This is not a celebratory post. This is just fact of what today is. I’m not sad, but, I am also not jumping up and down happy neither.
I am grateful that I can sit here and tell you that Terry and I are dealing with each other very well. Our kids are coping well. They’ve had their moments and I’m sure there will be things about all this that will stay with them forever. I hate that.
In some ways, Terry and I communicate better than we did when married. If we can continue to have as cordial and positive of a relationship as we do today, it will be nothing but positive for our kids and for future grandkids. I mean, the best thing we ever acccomplished together was those three kids. No question.
I hate that with the Judge’s proclamation of us as officially Not Married, I not only have an ex husband, but, also Ex In Laws. They were my family for almost 20 years.
I want to say here, to them, that I still love them. That goes for the immediate In Laws to the Extended In Laws out in the Carolinas. I still think of my nephews and niece as my nephews and niece and will always think that way.
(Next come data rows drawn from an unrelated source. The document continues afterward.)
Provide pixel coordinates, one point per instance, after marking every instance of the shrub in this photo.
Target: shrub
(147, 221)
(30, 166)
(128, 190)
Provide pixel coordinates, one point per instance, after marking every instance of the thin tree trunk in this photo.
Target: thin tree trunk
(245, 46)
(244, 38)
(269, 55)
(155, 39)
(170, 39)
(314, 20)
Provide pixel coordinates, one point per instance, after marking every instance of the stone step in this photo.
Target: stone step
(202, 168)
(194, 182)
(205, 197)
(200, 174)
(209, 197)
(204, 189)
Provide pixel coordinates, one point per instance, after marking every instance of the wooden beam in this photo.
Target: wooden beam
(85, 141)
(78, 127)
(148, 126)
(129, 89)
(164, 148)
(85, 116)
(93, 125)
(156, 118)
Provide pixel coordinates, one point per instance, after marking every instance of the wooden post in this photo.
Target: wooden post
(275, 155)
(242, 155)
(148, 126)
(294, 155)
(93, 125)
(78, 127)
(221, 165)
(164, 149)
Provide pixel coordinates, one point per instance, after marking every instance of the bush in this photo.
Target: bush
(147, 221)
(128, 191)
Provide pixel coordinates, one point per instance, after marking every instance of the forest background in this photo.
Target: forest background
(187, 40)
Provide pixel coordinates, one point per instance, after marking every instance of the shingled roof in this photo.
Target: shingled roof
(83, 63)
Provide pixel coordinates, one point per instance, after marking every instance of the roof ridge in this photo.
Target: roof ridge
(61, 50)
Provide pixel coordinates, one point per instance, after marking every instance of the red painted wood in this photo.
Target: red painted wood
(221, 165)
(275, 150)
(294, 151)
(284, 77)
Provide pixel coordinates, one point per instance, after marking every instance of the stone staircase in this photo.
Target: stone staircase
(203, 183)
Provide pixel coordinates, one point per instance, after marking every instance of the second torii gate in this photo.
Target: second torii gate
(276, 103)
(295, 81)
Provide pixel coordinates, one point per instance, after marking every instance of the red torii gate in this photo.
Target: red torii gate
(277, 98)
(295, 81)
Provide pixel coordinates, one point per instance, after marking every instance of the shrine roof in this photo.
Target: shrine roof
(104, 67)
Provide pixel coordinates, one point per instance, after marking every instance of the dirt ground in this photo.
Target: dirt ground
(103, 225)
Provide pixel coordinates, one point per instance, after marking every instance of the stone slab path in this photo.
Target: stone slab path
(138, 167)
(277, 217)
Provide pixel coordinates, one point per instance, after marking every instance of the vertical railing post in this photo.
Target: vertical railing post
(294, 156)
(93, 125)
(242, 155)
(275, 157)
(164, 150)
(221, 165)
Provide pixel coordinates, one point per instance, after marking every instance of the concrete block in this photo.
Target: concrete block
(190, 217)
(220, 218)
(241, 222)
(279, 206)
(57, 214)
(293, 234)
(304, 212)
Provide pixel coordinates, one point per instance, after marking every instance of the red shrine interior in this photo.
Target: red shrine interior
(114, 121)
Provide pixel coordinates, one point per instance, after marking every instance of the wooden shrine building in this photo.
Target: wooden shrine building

I became my nephews aunt when they were 5 and not yet 3. They are now almost 25 and 22. I was younger than both of them when I married their Uncle. I’ve had quite a number of laughs with those boys. I I hope they don’t forget the Florida Trip of 1999 especially and I hope it makes them laugh to remember it. I was at the hospital the day my niece was born and have thoroughly enjoyed watching her grow into one of the most charming little girls I’ve ever known. She’s only 3 so she won’t have any memory of me being her Aunt, I don’t guess. I still love that little girl though. I hope they will still think of me as their Aunt and know that I’m always here for them.
It’s a crappy situation. Divorce sucks.
Nobody could put a tear in a song like Tammy.